Adding time to a plot and adventures in smoothing
The following plots and instructions show how to put several figures on a page, give an overall label to the page, and to make time the axis. I also show how to subset the data to reject outliers. Finally, the effect of four levels of smoothing in 'lowess' are examined.
In order to show events over time, it is helpful to plot the data as a function of time. This is trivial if the data are equally spaced, but when the data are not equally spaced, it is important to add time to the plot. The following is an analysis of electrical production and consumption as a function of time of year for an energy efficient house. The data are from 38 months of fairly frequent observations of energy produced using PhotoVoltaic roofing and of electrical consumption.

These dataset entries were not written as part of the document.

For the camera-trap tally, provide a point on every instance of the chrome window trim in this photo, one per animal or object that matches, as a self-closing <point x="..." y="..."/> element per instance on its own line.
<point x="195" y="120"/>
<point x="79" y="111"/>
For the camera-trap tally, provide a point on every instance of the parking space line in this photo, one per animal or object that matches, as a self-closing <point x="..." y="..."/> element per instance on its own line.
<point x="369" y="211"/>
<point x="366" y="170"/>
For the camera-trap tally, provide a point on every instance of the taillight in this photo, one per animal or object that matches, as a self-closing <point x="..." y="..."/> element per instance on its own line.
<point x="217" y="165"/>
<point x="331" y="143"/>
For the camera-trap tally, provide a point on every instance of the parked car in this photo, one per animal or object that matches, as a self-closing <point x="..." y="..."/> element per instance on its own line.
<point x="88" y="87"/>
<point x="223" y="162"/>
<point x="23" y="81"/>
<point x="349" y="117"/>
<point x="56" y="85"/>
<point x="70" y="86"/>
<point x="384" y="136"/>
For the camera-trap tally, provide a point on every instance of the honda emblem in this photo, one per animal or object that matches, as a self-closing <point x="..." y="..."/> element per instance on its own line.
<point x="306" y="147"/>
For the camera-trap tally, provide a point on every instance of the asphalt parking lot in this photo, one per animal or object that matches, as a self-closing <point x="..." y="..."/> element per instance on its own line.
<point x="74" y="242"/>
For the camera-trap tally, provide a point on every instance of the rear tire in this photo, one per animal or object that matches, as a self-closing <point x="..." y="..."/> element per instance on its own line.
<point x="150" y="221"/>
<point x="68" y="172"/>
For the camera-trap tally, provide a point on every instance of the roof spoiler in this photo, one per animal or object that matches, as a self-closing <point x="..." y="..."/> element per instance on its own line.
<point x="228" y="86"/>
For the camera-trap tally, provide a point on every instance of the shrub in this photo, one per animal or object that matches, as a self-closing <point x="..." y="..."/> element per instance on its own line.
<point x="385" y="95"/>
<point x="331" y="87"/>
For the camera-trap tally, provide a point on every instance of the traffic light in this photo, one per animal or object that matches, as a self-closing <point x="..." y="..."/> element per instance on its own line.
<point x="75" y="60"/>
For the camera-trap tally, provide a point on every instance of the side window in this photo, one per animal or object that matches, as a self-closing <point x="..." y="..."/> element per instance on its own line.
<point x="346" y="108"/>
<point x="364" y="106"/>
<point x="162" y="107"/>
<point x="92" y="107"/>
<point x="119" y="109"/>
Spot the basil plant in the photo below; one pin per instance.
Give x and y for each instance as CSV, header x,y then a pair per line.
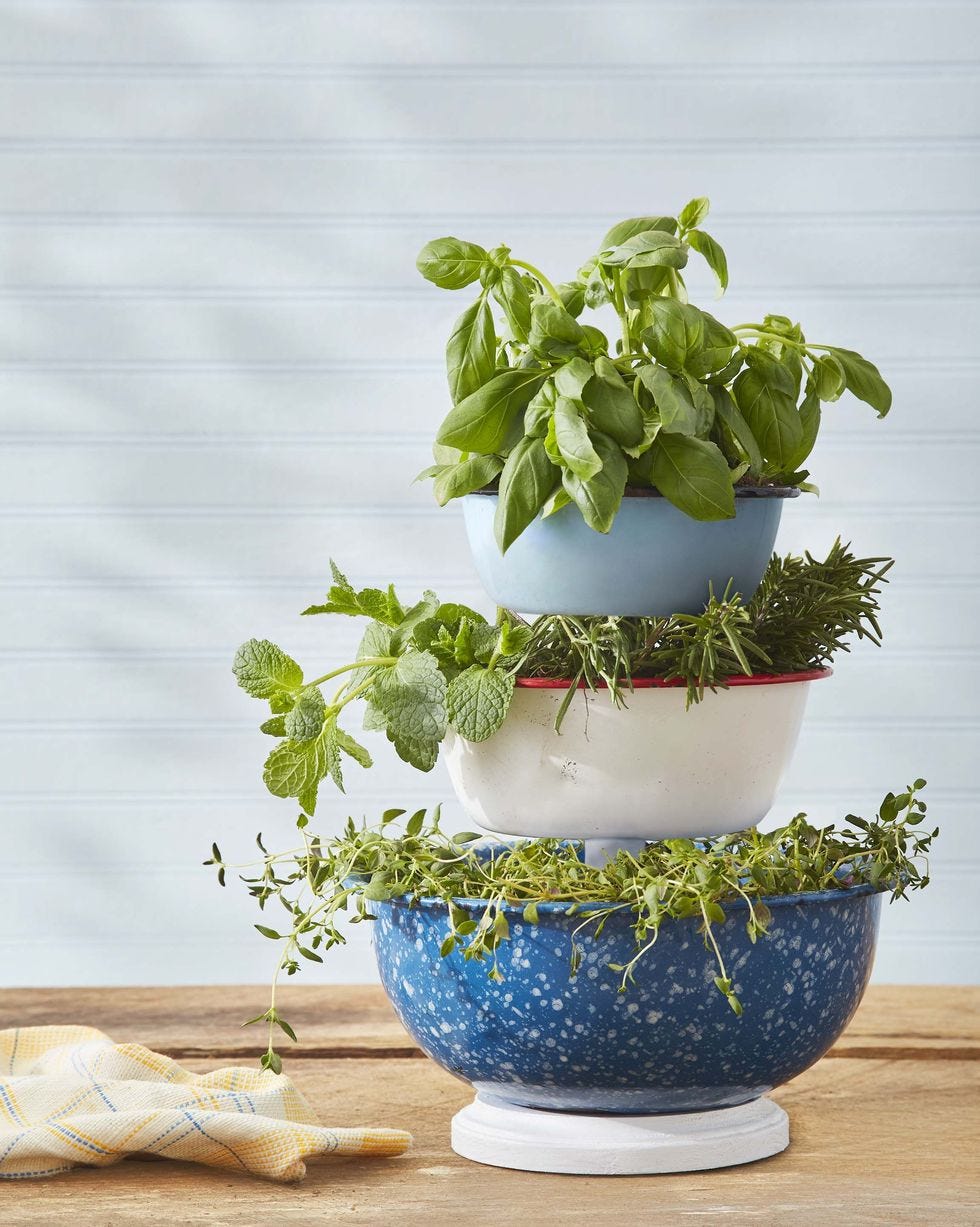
x,y
550,412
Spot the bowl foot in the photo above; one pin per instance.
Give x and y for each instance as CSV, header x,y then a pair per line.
x,y
501,1134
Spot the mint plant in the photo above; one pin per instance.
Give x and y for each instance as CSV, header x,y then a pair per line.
x,y
422,669
550,412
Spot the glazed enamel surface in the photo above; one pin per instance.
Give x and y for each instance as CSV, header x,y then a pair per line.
x,y
654,561
670,1043
651,769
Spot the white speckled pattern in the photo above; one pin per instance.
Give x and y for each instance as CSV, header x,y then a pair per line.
x,y
670,1043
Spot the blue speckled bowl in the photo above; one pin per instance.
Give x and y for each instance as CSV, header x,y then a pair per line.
x,y
670,1043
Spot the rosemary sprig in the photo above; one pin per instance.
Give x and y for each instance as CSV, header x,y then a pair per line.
x,y
324,884
801,615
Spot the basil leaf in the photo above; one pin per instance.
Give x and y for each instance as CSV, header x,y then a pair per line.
x,y
648,249
624,230
864,379
810,419
537,415
715,350
827,378
477,702
485,419
471,350
512,293
694,476
686,406
599,498
713,253
765,395
572,378
726,411
553,331
693,212
450,263
673,331
573,297
465,477
572,436
612,407
526,481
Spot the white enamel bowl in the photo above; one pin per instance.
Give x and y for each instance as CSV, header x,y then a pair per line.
x,y
649,771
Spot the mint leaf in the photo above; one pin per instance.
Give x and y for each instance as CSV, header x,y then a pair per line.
x,y
307,718
477,702
264,670
411,695
383,606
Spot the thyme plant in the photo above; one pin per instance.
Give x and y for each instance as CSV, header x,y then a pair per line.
x,y
323,881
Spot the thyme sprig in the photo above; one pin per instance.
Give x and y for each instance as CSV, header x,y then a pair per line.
x,y
324,884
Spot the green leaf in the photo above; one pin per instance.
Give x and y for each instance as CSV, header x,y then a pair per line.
x,y
713,253
450,263
411,695
632,226
694,476
572,436
599,498
686,406
810,419
485,420
693,212
306,720
471,350
648,249
526,481
512,293
827,378
611,405
673,330
715,351
764,393
727,412
477,702
465,477
572,377
539,411
864,379
383,606
261,669
555,333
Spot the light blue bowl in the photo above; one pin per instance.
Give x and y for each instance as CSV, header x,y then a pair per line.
x,y
654,561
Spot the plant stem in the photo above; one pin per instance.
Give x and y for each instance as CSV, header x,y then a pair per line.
x,y
357,664
541,277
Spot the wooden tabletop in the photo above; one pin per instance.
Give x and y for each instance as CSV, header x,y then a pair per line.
x,y
886,1129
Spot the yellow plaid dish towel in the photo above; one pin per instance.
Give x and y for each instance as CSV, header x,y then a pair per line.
x,y
70,1096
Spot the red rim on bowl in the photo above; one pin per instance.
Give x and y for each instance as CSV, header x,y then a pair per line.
x,y
808,675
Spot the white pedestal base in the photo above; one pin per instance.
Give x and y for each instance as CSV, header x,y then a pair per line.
x,y
583,1144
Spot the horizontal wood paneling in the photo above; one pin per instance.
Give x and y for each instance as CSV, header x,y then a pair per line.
x,y
281,33
218,367
594,104
267,178
260,257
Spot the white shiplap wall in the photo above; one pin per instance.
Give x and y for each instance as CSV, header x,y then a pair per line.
x,y
218,368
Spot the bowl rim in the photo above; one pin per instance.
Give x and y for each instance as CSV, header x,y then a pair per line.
x,y
806,675
653,492
800,898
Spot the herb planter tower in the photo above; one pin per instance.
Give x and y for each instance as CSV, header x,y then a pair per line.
x,y
627,966
561,434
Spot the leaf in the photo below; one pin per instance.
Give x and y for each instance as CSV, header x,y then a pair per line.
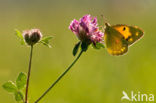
x,y
46,40
98,46
76,48
10,86
18,96
21,80
20,36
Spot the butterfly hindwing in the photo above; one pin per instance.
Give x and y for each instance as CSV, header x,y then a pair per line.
x,y
130,33
115,42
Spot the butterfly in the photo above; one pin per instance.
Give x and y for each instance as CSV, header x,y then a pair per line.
x,y
119,37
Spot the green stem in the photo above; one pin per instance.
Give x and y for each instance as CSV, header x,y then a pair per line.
x,y
28,75
59,78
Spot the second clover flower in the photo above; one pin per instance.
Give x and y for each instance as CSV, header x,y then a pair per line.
x,y
87,30
32,36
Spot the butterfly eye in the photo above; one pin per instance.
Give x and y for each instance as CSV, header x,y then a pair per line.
x,y
124,28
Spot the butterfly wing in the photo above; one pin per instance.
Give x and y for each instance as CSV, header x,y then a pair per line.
x,y
114,41
130,33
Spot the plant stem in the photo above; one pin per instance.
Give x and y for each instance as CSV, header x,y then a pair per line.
x,y
28,75
59,78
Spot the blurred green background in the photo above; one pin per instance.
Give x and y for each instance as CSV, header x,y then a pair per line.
x,y
97,77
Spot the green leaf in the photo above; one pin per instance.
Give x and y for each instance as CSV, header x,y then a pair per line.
x,y
18,96
98,46
10,86
20,36
21,80
46,40
76,48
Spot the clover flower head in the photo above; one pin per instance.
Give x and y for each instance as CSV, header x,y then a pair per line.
x,y
87,30
32,36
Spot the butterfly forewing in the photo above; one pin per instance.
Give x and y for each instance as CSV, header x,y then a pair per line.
x,y
115,42
130,33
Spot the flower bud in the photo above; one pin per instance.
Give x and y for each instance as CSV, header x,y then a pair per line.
x,y
32,36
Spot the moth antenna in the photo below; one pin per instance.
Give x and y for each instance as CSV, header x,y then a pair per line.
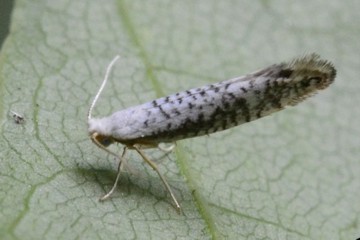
x,y
108,70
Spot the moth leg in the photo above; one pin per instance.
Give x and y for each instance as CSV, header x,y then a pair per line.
x,y
120,167
154,166
167,149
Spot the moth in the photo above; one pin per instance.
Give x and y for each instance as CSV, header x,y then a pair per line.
x,y
208,109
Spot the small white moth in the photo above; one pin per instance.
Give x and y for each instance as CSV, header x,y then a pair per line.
x,y
208,109
18,119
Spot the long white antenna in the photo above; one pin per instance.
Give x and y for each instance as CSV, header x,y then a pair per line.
x,y
102,85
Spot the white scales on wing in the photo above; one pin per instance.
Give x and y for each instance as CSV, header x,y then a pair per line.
x,y
210,108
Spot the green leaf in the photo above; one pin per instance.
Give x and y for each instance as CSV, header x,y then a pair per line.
x,y
294,175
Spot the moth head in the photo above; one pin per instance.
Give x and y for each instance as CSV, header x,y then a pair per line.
x,y
102,140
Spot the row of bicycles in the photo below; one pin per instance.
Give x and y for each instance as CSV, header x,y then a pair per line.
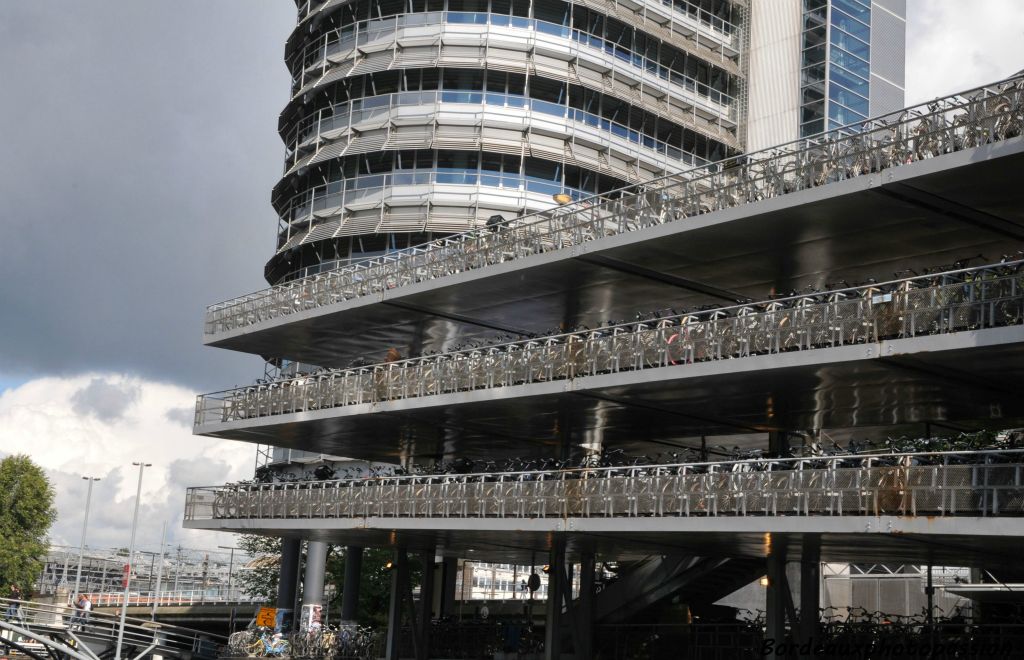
x,y
953,301
344,643
986,115
986,446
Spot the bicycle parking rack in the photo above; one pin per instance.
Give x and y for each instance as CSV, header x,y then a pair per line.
x,y
981,483
955,301
982,116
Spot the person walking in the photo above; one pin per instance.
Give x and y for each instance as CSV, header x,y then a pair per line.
x,y
82,608
14,606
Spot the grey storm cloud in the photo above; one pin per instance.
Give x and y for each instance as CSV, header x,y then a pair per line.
x,y
184,416
139,148
104,400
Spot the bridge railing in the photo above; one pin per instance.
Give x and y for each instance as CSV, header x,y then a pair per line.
x,y
950,302
972,483
179,598
985,115
138,633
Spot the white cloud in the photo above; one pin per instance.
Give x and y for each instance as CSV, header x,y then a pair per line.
x,y
954,45
97,425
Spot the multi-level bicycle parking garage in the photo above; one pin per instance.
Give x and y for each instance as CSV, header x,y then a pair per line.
x,y
861,283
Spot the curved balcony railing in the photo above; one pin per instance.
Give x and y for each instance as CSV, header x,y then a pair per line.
x,y
956,301
338,41
345,115
724,29
336,194
978,117
977,483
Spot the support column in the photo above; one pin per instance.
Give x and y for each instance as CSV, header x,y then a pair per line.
x,y
288,582
556,579
312,583
399,569
585,608
353,573
426,604
778,443
445,595
775,595
810,596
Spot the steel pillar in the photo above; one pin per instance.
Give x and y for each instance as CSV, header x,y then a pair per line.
x,y
426,605
353,572
556,581
291,548
445,595
778,443
585,607
810,596
312,583
775,598
399,577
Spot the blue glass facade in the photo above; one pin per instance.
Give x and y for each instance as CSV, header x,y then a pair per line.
x,y
836,64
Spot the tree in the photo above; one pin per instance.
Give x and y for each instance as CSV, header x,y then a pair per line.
x,y
27,513
375,580
261,579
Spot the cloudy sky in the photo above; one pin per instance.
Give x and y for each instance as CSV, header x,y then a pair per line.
x,y
138,150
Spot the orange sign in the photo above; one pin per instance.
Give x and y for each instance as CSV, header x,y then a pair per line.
x,y
266,617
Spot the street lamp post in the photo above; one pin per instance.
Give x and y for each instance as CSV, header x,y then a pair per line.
x,y
160,570
85,526
230,565
131,558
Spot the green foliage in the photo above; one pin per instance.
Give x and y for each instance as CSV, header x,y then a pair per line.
x,y
27,513
375,583
262,579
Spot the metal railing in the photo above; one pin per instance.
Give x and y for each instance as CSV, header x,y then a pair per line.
x,y
972,483
315,57
693,11
138,633
161,599
950,302
353,112
970,119
340,192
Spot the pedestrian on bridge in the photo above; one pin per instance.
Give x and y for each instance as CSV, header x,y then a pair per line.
x,y
14,606
82,608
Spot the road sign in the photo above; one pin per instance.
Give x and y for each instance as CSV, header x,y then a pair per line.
x,y
266,617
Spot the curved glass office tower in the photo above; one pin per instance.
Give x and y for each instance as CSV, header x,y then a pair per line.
x,y
411,119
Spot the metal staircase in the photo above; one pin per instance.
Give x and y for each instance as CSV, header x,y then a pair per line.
x,y
696,579
42,630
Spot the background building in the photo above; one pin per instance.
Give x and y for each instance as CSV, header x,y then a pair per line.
x,y
821,64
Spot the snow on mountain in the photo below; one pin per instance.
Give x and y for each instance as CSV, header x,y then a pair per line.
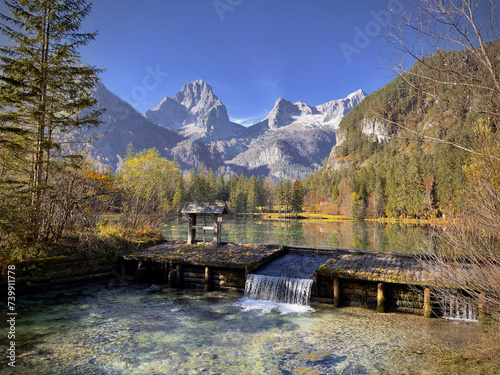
x,y
195,111
327,115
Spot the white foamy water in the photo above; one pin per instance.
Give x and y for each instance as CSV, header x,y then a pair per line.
x,y
248,304
455,309
278,289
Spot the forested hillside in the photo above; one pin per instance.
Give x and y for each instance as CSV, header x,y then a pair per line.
x,y
402,150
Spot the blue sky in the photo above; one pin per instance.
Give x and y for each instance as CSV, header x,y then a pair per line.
x,y
251,52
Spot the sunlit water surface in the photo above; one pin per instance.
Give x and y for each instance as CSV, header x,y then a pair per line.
x,y
145,329
362,235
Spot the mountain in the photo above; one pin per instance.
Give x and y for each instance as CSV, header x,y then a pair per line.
x,y
327,115
402,151
195,111
193,127
123,125
295,138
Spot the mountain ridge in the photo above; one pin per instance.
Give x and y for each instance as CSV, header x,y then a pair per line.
x,y
193,127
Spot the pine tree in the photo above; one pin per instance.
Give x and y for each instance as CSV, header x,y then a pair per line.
x,y
45,93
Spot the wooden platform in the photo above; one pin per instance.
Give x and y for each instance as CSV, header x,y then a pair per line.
x,y
207,254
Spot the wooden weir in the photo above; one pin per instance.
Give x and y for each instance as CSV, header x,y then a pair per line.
x,y
377,280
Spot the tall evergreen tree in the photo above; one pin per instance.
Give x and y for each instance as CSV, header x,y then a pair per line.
x,y
45,93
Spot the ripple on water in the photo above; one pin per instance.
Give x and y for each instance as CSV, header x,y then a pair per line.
x,y
141,330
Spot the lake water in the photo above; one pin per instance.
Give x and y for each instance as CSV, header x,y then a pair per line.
x,y
363,235
144,329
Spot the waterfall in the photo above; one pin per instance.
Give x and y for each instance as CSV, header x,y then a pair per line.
x,y
287,279
278,289
463,309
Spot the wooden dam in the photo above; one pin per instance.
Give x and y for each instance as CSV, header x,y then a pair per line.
x,y
387,282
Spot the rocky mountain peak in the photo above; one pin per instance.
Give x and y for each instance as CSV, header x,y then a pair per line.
x,y
197,97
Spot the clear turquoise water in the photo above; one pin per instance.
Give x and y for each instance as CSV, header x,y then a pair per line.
x,y
145,329
363,235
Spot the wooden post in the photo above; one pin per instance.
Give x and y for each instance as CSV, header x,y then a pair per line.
x,y
192,230
427,303
481,308
179,276
380,297
217,229
336,292
208,279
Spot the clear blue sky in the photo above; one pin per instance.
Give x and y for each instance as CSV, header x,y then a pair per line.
x,y
251,52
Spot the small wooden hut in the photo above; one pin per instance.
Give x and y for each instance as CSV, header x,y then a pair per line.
x,y
205,210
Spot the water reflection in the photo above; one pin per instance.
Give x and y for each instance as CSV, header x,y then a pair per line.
x,y
363,235
150,330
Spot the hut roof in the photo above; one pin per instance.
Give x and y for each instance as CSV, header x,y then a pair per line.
x,y
205,208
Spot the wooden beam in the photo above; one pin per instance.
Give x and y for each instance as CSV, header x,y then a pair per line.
x,y
208,279
336,292
380,297
427,303
217,229
192,228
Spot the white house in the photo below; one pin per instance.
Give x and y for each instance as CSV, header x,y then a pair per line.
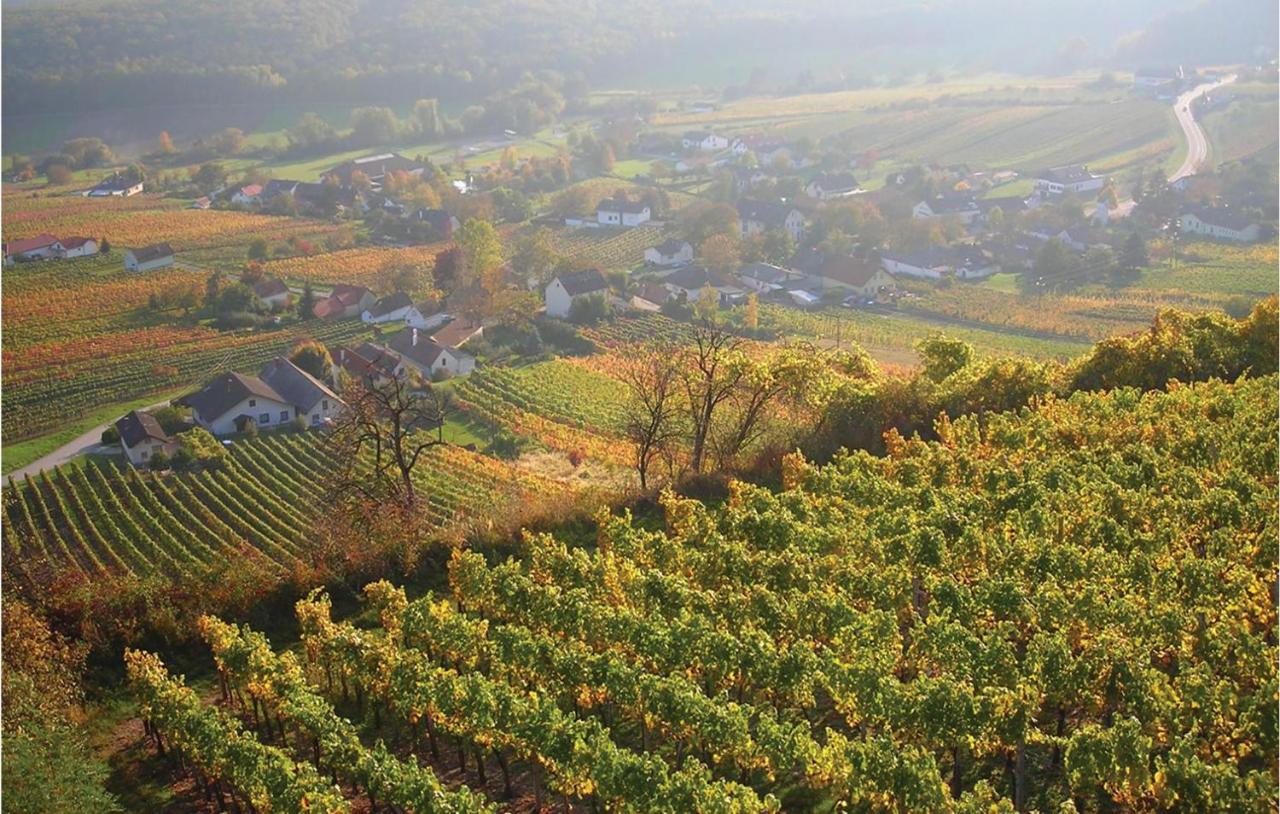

The data are stored in a tab delimited text file produced by a spreadsheet. (e.g., Excel or Open Office)
datafilename="http://personality-project.org/r/datasets/electric.data.txt" #where are the data?
#local data are at datafilename <- "/Library/WebServer/Documents/personalitytheoryf/r/datasets/electric.data.txt"
#alternatively, we can dynamically find out the file name
datafilename <- file.choose() #get the name of the file by using system commands
electric <- read.table(datafilename,header=TRUE) #read the data file
describe(electric) #get basic descriptive statistics using the describe function
attach(electric) #for easier manipulation
dates <-strptime(as.character(electric$date1), "%m/%d/%y") #change the date field to a internal form for time
#see ?formats and ?POSIXlt for how to read different formats
#further note that we need to treat the date information as read from the spreadsheet as character data
electric=electric[,2:17] #get rid of the original date in the data.frame
electric=data.frame(date=dates,electric) #this is now the date in useful fashion
detach(electric)
daterange=c(as.POSIXlt(min(electric$date)),as.POSIXlt(max(electric$date))) #figure out the lowest and highest months
rm(dates) #get rid of the old date because otherwise it will be floating around confusing us
attach(electric)
#plot 4 different panels -- energy produced, consumed, net as function of date, concumption by temperature
quartz (height=6,width=9) #create a graphic device of appropriate size
plot.new() #start a new plot
#set parameters for this graph
par(omi=c(0,0,1,0) ) #set the size of the outer margins
par(mfrow=c(2,2)) #number of rows and columns to graph
plot(date,produced,xaxt="n",ylab="KWH/day") #don't plot the x axis
axis.POSIXct(1, at=seq(daterange[1], daterange[2], by="month"), format="%b") #label the x axis by months
lines(lowess(date,produced, f=3/10)) #lowess smooth with 30% window
title(main="Seasonal Effects on PV Electrical Production")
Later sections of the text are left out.